About a year after my dad died, I took Mom to Red River for Aspencade, which is an annual arts and crafts fair during the peak aspen season. Sue Davis, Shorty's daughter and good friend of my mom's, had been asking Mom to come and stay with her at the Shortes's cabin up Bitter Creek. It was a great trip to get to see the aspens turning gold and the arts/crafts fair is one of my favorite events in RR. To get to stay in Shorty's cabin with all its great memories was just icing on the cake. Sue is a beautiful lady - much like her mother, she is tiny and has a great smile. Since I had grown up with Sue's kids, we had much to catch up on. We shared lots of memories of times up Bitter Creek: once when we were really young, we went on a little hike, I accidentally dropped Sue's daughter in the creek. Of course, I fell in too. My brother went back to the cabin to sneak some towels for us - as if our parents would not find out. They did find out, but they thought it was funny rather than getting on to us.
The Shortes's cabin was much more modern than I remembered it being. Yet some things were the same. Several of Shorty's paintings were on the walls. Sue told us there were not many of them. I shared that Mom had one that Shorty had given her, and that I would take a photo of it and email it to her. She was thrilled.
It was also on this trip that we went by to see Frances Williams. She was not in good health and died just a few months later. I was glad that we were able to see her before she died. As I mentioned in yesterday's post, I wanted to have a closer look at Frances's house, but it was not good timing. On this last trip to RR, my friend, Randy who bought Williams Trading Post, invited Joy and me in to see the house and store. I'm sure Frances's family had gone through things, but still, it was pretty much the way Frances had left it. Joy and I told Randy stories about Frances and Williams Trading Post, although he had his own memories. What kid who ever spent time in RR didn't have stories. Once in the house, I made a beeline for the paintings. Then I saw a painting on the wall that I was just pretty sure was one of Shorty's. I did not have my glasses and could not read the signature, but Joy, who is younger and has better eyes, saw that the painting said "W. Shortes." Both Joy and I began telling Randy who W. Shortes was and all about her. We told him Sue Davis had a cabin just up the road and would want to know about the painting. I was sure Sue would buy the painting from him. Randy said he had thought to gather all the art work and put it in the store for everyone to see. Since most of the art seemed to be done by locals, locals would appreciate it. He truly seemed to understand the historical significance of the place.
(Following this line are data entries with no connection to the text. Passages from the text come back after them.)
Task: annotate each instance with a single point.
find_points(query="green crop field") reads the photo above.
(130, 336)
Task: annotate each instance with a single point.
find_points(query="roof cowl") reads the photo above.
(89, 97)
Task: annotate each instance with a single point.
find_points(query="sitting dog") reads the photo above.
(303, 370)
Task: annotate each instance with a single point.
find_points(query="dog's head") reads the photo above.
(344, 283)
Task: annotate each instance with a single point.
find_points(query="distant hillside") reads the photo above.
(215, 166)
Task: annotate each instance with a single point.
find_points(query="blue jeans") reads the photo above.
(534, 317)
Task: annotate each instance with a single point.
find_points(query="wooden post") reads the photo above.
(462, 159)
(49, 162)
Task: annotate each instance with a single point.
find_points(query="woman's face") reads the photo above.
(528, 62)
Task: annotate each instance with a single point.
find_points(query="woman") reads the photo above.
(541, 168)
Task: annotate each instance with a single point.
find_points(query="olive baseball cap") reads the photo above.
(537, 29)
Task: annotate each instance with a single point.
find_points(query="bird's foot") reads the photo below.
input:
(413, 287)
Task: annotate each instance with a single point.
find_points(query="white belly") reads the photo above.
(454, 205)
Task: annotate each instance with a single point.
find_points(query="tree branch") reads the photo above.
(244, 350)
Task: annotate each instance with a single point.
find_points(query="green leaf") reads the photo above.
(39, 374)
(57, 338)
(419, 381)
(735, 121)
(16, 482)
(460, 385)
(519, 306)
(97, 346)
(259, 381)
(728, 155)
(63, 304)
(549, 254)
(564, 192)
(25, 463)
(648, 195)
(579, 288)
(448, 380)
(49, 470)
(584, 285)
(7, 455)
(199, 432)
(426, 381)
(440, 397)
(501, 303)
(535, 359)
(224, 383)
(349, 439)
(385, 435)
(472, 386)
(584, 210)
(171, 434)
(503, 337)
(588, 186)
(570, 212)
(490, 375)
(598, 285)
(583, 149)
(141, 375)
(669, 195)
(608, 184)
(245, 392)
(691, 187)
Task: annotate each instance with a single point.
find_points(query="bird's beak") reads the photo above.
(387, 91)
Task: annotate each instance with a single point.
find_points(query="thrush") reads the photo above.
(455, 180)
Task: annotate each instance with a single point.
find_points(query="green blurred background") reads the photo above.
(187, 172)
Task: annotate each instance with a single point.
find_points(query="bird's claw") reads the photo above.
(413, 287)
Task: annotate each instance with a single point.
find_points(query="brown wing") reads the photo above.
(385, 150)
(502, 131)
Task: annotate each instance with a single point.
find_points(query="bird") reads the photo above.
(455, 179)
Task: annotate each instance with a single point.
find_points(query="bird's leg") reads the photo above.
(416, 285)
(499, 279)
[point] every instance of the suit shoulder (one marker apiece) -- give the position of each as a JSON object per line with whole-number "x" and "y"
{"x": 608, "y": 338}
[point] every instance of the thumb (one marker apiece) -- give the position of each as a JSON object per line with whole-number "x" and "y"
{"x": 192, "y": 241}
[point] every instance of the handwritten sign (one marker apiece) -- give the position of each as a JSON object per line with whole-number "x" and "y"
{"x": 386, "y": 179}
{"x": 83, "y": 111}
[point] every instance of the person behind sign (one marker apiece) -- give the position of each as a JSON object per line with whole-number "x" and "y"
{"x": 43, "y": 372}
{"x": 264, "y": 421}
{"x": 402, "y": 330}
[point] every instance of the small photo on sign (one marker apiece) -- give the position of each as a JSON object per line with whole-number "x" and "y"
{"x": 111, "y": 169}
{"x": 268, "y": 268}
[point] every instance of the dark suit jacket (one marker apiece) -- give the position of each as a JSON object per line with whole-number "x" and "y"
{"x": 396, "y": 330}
About that time, a car pulled into the driveway. Randy looked out and asked if we knew who the woman was. Joy and I looked and saw that it was Sue Davis. It was such a coincidence that we both squealed and rattled on about Sue, Shorty, Frances, etc. I'm sure Randy's head was spinning.
We met Sue out in the yard with lots of greetings and hugs. We introduced her to Randy, and she explained that she was looking for some notes that Frances wrote on the history of RR. Apparently Frances wrote down stories of her first years in RR on notebook paper. No one knew where the stories might have gone after Frances's death, and would Randy look for them as he went through the Williams' stuff. The RR Historical Society wanted to read and record the stories, but not take them. Then we invited Sue inside the house and showed her mother's painting. She was so excited to see it. Sometimes when Sue smiles, she puts her hand to her mouth the way Shorty did. Sue told of finding another painting of her mom's back in a closet at the RR library, and that she was glad to be able to get it back.
It was at that point that Randy said, "So your mother painted this painting?" and he pointed to the painting. Sue said yes. Randy walked over and took it off the wall and handed it to her. I thought she was going to cry. I know I was.
I know what Randy did was the right thing to do. That painting meant more to Sue than any of us. Shorty was not a well known artist - not even in RR - so the painting would not be worth lots of money. It was strictly sentimental. But still, if it had been in my possession, I'm not sure I could have given it up. For me it was worth lots. To Sue it was worth more. You did a great thang, Randy!